公正取引委員会とは、不正な金融取引がないかなどを監視する機関です。企業のM&A(合併・買収)の際に独占や寡占にならないかもチェックしています。
独占禁止法に基づき独占・寡占を監視
公正取引委員会の主要な役割の1つとして、独占や寡占の防止が挙げられます。独占や寡占が行われれば、適切な競争が失われることによって、消費者などが不利益を被る可能性が高まります。
また、長期的に競争が少ない状態が続けば、産業自体が国際競争力を失うことも懸念されます。独占や寡占を防ぐための法律としては独占禁止法があり、公正取引委員会は独占禁止法に基づいて独占や寡占を防いでいます。
特に、企業が合理化を目指して合併する場合などには、独占・寡占にならないかを厳しくチェックします。場合によっては、独占や寡占につながりかねないとして合併が破談してしまうこともあります。合併のニュースが出た場合には、合併に関わる企業の株価が大きく変動することがありますが、公正取引委員会の判断によって合併が不成立となる方向が定まる場合にも、株価が変動しやすくなります。

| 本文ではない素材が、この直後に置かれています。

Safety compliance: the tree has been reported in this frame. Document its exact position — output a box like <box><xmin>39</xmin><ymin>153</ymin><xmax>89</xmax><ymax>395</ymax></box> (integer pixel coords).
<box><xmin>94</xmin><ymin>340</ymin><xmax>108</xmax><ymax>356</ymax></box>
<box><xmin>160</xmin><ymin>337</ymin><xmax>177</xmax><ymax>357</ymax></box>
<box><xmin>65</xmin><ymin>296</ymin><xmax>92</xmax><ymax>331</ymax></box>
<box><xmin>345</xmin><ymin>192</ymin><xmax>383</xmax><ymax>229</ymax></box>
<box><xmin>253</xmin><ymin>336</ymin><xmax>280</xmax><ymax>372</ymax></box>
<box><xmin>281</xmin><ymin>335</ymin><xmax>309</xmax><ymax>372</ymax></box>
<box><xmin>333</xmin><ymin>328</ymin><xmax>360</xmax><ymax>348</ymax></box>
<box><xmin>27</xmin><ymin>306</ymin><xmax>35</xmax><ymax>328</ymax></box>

したがって、合併の話題が出ており、独占や寡占につながる可能性のある企業に投資する場合は、公正取引委員会からの情報に注意が必要です。
カルテルの防止にも貢献
公正取引委員会は、カルテルの防止にも貢献しています。企業は利益を確保するため、販売価格をあらかじめ高めに設定することで合意したり、営業地域の重複を極力避けたりする可能性があります。
こうした行動は、見かけ上は複数企業間での競争があるように思えますが、実質的には独占や寡占と変わりません。したがって、公正取引委員会は、こうしたカルテル行為を取り締まる役割を果たしています。